Street scene in Zinder, Niger's second biggest town, where thousands of people fled to after Boko Haram first attacked Diffa in February 2015. (Photo: World Watch Monitor)
Street scene in Zinder, Niger’s second biggest town, where thousands of people fled to after Boko Haram first attacked Diffa in February 2015. (Photo: World Watch Monitor)

The teenage daughter of a pastor was kidnapped on 16 October in Diffa, south-eastern Niger, in what appears to be the first targeted kidnapping of a Christian by Boko Haram-affiliated militants in the West African nation.

Aphodiya Garba Maida, 17, daughter of a pastor with the EERN (Église Évangélique de la République du Niger), was on her way to school when she was kidnapped by three women and three men. She was able to use her mobile phone to send a message, saying that she is being held in an unknown location.

The kidnappers are likely affiliated with the Islamist group Boko Haram and security forces in Diffa have been alerted.

UPDATE (18 October): The pastor’s daughter was found on 17 October in a village 10km from Diffa. She has now returned to Diffa, where she is being looked after by the authorities.

The Diffa area borders Nigeria to the south and Chad to the east, and has seen an upsurge in attacks by Boko Haram in recent months. In July militants kidnapped 30-40 women and children and slit the throats of nine other people in the village of Ngalewa, while a month earlier two female suicide bombers attacked a UNHCR camp for internally displaced people (IDPs) in Kablewa.

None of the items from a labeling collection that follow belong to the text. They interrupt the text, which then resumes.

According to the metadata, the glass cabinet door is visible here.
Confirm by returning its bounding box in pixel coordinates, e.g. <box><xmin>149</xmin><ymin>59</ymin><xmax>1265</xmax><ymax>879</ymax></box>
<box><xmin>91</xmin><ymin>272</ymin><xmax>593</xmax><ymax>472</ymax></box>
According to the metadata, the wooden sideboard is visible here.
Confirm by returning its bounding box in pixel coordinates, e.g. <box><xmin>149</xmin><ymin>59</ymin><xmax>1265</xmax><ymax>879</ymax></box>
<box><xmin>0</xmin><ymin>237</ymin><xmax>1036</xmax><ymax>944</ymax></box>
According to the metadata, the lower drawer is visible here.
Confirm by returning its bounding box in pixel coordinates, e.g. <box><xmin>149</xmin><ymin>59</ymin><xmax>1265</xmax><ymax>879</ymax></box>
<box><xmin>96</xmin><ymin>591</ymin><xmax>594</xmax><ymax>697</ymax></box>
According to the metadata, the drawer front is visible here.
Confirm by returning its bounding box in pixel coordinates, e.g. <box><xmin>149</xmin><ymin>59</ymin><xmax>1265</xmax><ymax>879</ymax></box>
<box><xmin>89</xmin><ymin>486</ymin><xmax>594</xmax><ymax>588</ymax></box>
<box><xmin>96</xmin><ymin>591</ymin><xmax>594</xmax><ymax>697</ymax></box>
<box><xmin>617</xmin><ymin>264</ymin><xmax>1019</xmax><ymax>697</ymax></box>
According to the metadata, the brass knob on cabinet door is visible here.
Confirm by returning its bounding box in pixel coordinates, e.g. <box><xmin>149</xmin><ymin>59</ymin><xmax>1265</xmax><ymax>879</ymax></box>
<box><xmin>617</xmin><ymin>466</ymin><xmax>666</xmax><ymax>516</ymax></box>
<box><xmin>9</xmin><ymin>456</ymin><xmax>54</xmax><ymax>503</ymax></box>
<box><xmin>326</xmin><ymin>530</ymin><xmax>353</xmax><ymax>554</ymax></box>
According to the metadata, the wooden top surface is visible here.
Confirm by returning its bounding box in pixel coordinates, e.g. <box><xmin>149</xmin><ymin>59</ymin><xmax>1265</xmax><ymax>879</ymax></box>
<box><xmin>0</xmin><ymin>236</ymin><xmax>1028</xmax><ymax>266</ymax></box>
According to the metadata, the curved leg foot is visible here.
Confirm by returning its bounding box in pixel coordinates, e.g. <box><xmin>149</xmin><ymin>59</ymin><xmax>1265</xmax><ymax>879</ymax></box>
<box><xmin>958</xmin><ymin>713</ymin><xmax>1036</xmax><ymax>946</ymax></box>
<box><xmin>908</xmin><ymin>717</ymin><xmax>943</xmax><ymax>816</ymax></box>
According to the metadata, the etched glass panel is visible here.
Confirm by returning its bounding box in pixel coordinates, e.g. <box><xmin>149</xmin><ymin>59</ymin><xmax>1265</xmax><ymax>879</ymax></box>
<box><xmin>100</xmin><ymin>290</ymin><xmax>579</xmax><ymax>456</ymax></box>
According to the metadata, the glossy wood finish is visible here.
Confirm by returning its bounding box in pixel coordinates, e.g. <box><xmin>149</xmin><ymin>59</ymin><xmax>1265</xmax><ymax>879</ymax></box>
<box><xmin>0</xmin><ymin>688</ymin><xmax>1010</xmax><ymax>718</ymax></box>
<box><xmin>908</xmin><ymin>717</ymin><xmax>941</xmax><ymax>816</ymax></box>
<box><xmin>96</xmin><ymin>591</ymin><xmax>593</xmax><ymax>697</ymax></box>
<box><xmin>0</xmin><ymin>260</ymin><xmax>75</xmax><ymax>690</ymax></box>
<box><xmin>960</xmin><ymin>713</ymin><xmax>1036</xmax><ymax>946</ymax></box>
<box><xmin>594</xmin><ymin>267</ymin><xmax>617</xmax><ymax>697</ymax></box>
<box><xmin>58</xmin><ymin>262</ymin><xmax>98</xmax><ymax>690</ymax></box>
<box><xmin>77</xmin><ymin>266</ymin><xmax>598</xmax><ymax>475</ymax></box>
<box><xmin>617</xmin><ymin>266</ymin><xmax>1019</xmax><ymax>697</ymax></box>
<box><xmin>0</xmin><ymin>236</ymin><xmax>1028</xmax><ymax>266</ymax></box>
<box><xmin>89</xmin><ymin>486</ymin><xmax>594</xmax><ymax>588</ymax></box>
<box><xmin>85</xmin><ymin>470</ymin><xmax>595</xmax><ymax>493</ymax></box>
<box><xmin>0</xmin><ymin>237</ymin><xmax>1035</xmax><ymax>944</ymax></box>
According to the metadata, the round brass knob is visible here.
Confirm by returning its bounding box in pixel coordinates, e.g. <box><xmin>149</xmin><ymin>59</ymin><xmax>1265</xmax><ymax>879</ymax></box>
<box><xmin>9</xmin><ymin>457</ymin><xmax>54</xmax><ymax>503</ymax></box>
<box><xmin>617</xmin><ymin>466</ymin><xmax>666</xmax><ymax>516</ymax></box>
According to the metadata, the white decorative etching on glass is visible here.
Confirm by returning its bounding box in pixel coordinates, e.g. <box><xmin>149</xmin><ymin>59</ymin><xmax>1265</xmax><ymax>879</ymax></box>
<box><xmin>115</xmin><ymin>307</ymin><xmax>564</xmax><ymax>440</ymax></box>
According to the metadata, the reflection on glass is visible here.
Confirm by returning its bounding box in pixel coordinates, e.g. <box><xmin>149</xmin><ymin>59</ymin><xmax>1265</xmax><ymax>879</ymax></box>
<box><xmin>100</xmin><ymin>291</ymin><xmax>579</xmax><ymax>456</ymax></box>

In February 2015 Boko Haram launched its first attack on Niger territory, targeting Diffa and the nearby town of Bosso, causing thousands to flee. Following the violence several NGOs had to suspend operations and all the churches in the region were closed.

Tensions increasing

Niger’s minority Christians have experienced increasing difficulties in recent years, with tensions flaring up between them and the country’s Muslim majority. In January 2015, following the Charlie Hebdo cartoon of Prophet Muhammad, more than 70 churches and over 30 Christian homes were destroyed.

The anti-Christian violence, condemned by the authorities and the Islamic Council of Niger among others, had come as a surprise as the Sahel country had previously been known for its relatively peaceful religious cohabitation, even though more than 98 per cent of Niger’s 17 million inhabitants are Muslim.

Analysts note that the increase in anti-Christian violence is the expression of a growing intolerance in Niger’s society, aggravated by the rise of Islamism.

Meanwhile Boko Haram continues its cross-border raids. While the rebel movement originates from Nigeria, it is “believed to be operating in Niger from largely abandoned islands in Lake Chad”, news website IRIN reports. “Boko Haram’s strategy appears to be to grab what supplies it can ahead of the rainy season, when rising water levels will make crossing the Komadugu River – which flows along the southern border with Nigeria – all the harder”.